L’argent paie pour les écoles, les hôpitaux,
les chemins, l’aide à l’enfance, la protection de l’environnement – toute la
gamme des services publics. Vous pouvez être sûr : la perte de revenu
signifierait les coupures aux services publics.
Sans doute, M. McGuinty se préoccupe
profondément de l’économie de l’Ontario. Mais il se préoccupe plus des
élections provinciales d’octobre 2011.
Vu la situation actuelle, les prochaines
élections seront décidées par les électeurs versatiles centre-droite. Dans les
deux dernières élections, ils avaient voté Libéral.
Il se peut qu’ils ne fassent pas la même
chose cette fois-ci. Les libéraux penchant vers la droite se préoccupent plus
des impôts et des déficits que d’autres Libéraux. D’ici un an, McGuinty a peur
qu’ils n’auraient pas envie d’avaler un déficit qui reste dans des milliards de
dollars à deux chiffres.
Il est évident que M. McGuinty ait besoin
d’un plan pour les électeurs penchant vers la droite. Alors qu’il en retire un
du coffre des jouets de Mike Harris.
En 1999, quatre ans de coupures aux impôts
ont vidé les coffres publics, mettant en danger la réputation des Conservateurs
en tant que gestionnaires fiscaux. Harris avait répondu en donnant aux
investisseurs un bail de 99 ans sur l’autoroute 407. Cette transaction était
une exploitation des contribuables (ayant construit l’autoroute), mais les
milliards de dollars qu’elle a ramassés à aider à cacher le déficit. Les
Libéraux bleus étaient contents et avaient voté Conservateur.

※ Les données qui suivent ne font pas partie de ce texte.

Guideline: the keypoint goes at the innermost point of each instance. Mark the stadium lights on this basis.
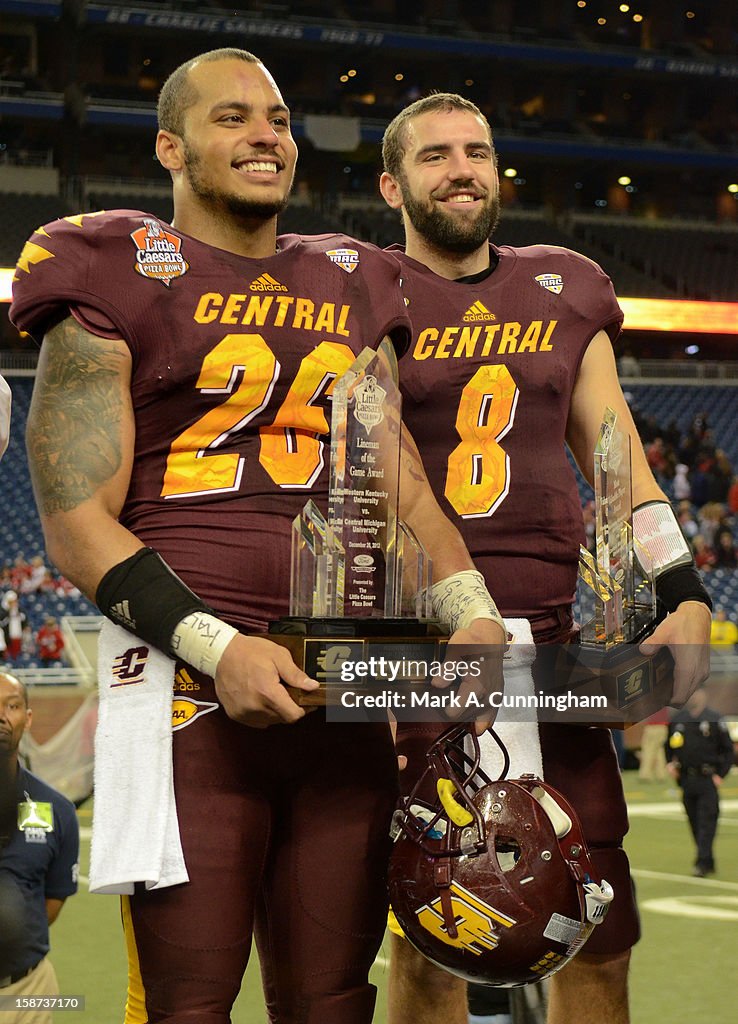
(680, 314)
(641, 314)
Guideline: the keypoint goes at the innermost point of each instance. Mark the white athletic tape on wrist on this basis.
(461, 598)
(656, 528)
(200, 640)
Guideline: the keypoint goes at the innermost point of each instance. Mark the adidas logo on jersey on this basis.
(266, 283)
(477, 312)
(121, 613)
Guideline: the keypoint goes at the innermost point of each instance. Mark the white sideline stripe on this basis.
(644, 872)
(667, 807)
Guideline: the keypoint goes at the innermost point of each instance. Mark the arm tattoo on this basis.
(74, 433)
(409, 458)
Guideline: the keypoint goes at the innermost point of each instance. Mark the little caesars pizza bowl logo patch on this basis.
(158, 255)
(369, 398)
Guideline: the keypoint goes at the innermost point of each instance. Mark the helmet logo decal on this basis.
(475, 921)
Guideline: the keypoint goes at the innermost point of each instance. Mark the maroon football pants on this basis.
(581, 763)
(286, 836)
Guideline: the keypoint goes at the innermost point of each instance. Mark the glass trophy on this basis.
(616, 597)
(359, 578)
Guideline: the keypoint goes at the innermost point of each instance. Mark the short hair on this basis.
(178, 93)
(18, 683)
(393, 144)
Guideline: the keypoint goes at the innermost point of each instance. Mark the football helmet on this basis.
(491, 880)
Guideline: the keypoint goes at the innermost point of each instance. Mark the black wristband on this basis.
(683, 583)
(145, 597)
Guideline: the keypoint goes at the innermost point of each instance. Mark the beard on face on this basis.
(448, 231)
(239, 206)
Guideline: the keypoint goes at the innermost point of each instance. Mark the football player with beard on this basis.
(177, 427)
(512, 360)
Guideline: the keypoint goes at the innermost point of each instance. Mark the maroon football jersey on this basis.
(233, 365)
(486, 387)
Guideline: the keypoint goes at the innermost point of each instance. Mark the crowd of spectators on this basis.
(22, 582)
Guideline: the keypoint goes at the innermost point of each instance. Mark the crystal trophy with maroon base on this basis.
(359, 579)
(617, 600)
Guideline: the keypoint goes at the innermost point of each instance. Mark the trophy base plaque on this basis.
(320, 646)
(635, 686)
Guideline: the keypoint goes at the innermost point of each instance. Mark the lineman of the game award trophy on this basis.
(359, 580)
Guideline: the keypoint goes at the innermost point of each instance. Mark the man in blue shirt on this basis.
(38, 862)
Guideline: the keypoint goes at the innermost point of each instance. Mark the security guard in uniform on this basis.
(700, 755)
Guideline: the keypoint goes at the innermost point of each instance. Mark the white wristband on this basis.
(656, 529)
(200, 640)
(461, 598)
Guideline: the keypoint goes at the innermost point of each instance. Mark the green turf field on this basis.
(684, 968)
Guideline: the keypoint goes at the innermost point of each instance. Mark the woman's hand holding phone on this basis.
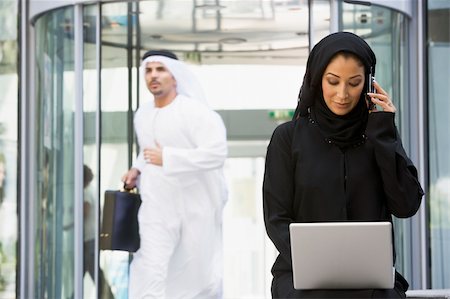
(380, 97)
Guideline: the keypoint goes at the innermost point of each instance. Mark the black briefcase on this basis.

C’est ironique que les mêmes Libéraux de
McGuinty qui protestaient contre la transaction devraient essayer d’en « retirer
une 407 » aujourd’hui.
La plupart des Ontariens considèrent la vente
des biens une très mauvaise idée.
Durant la récession, quand le revenu des
impôts a baissé, les sociétés de la Couronne avaient continué à se faire de
l’argent, tout doucement. Leurs gains ont aidé à garder le gouvernement à flot.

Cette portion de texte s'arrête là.